7 Habits of Highly Effective Angel Investors
By Ninie Verma, Content Associate, 1stCheque by Favcy
- What is the secret formula that differentiates highly successful investors?
- What habits can you adopt in your investment journey to become like them? Read on to know!
This week we decided to take a page from Stephen Covey's bestseller "7 Habits of Highly Effective People" and made an effective list of life-changing habits that can transform the way you gain from your investments.
These are the 7 Habits of Highly Effective Angel Investors:
Probabilistic thinking: The frequency with which one is correct is unimportant in the grand scheme; what counts is whether or not one placed a bucket when it rained gold.
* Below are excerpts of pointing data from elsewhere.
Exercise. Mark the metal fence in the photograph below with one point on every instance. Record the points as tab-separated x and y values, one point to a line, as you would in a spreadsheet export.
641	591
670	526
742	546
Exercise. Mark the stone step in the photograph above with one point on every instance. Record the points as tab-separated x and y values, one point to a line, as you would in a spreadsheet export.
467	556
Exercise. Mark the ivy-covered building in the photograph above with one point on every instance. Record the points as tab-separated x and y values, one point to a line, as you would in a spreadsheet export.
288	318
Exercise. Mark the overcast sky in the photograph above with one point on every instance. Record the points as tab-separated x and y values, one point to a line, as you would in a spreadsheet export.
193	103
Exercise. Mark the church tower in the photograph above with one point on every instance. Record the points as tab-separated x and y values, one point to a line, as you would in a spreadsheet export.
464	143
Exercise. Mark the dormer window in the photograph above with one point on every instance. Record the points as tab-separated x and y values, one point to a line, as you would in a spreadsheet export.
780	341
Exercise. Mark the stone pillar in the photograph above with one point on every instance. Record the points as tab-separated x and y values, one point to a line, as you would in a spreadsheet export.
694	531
To deal with ambiguity, many successful angel investors employ probabilistic reasoning. It allows people to focus on the process of investing rather than the results. Probabilistic reasoning leads people to analyse the consequences of their judgments. It helps them put their losses into context.
Willingness to discover new industries and tech - The bulk of deals that angels encounter will be in areas that are outside of their expertise. If they simply look for possibilities in industries they are already familiar with, their chances of success as angel investors would be limited. Instead, by considering transactions that are focused on subjects that angels are interested in but do not necessarily have professional experience in, they may dramatically broaden the universe of prospective deals and add to their lifetime learning.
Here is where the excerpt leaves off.